Veteran trainer Kevin Prendergast was proud of Madhmoon in defeat after his charge went down fighting in the Investec Derby at Epsom.
Prendergast – who will celebrate his 87th birthday next month – has enjoyed a glittering training career since first taking out a licence in 1963, enjoying eight Classic victories in his native Ireland and a British Classic success with Nebbiolo in the 2000 Guineas 42 years ago.
Having impressed in two starts as a juvenile, hopes were high Madhmoon could add to Prendergast’s Classic haul this season, and his staying-on effort when fourth in the 2000 Guineas at Newmarket earned him a tilt at the biggest of them all.
There were doubts beforehand about whether Madhmoon’s stamina would be exposed over the extra half-mile, but after travelling strongly under Chris Hayes, he stuck to his guns admirably to finish a half-length second to Aidan O’Brien’s Anthony Van Dyck.
Prendergast said: “We’d loved to have won, but we’re very proud of the horse.
“(My heart) always pumps, but that (finish) made it pump a little bit more. He ran great, we’re happy with him.
“It was a very good ride from Chris Hayes and he did nothing wrong. The best horse won on the day.”
Angus Gold, racing manager to Madhmoon’s owner Sheikh Hamdan Al Maktoum, raised the Irish Derby and the Irish Champion Stakes as potential targets for the son of New Approach.
Gold said: “He stumbled at the bottom of the hill and he (Hayes) had to go a bit earlier than he wanted to.
“I’m thrilled and if you said that was going to be the outcome I would have taken that any day.
“Whether we have to stick to a mile and half or whether we come back to a mile and quarter, let’s see. There are things like the Irish Champion, and the Irish Derby would come into it now.
“I was convinced he wouldn’t stay, so I’m delighted to be proved wrong.”
Hayes said: “I thought he was going to win at one point.
“He stumbled just after the road crossing by Tattenham Corner and that just lit him up. I was in front probably 50 yards sooner than I wanted, but the winner has won well.”

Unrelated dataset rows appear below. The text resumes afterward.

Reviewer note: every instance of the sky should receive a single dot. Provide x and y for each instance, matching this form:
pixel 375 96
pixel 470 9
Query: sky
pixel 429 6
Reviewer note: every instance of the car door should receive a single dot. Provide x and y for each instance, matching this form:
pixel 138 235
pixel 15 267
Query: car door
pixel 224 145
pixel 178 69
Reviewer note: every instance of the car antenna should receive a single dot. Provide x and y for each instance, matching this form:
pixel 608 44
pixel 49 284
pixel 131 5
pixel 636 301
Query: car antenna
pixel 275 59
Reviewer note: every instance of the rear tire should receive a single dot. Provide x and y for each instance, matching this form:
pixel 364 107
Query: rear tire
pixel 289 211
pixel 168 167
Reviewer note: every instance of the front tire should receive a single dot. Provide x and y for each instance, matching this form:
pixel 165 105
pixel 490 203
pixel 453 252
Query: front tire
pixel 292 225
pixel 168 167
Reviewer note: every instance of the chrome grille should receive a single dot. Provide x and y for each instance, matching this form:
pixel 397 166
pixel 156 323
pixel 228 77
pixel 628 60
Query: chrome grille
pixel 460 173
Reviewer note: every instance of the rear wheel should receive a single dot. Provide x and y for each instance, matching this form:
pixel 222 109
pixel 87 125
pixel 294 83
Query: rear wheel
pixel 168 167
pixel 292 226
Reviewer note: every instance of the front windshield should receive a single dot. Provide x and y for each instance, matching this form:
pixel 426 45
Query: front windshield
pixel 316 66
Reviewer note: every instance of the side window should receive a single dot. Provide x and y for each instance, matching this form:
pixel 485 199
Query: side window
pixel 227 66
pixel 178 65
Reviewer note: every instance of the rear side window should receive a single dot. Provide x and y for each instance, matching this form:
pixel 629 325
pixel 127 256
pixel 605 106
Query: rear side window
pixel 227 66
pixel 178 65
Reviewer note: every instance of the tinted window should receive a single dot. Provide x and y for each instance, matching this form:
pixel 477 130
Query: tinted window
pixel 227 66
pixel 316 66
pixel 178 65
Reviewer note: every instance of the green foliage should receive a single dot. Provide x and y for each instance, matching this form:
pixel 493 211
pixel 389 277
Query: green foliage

Wayne Lordan was third on the winner’s stablemate, Japan.
He said: “A little bit babyish on the track, but he got it together and came home well. I am delighted with him.”
Fifth home was favourite Sir Dragonet, of whom Ryan Moore said: “He ran a very good race for a horse of his experience. Hopefully he will come on for that.”
Hughie Morrison’s Dante winner Telecaster, like Sir Dragonet supplemented at a cost of £85,000, finished last of the 13 starters.
Morrison said: “He ran flat. He has had three quick races in the spring and it has just caught up with him.”
His rider Oisin Murphy added: “He ran flat. He did everything right before and during the race, he just ran a bit flat.”
A post-race veterinary examination of the New Approach colt failed to reveal any abnormalities, and his trainer’s explanation that he ran flat was noted by the stewards.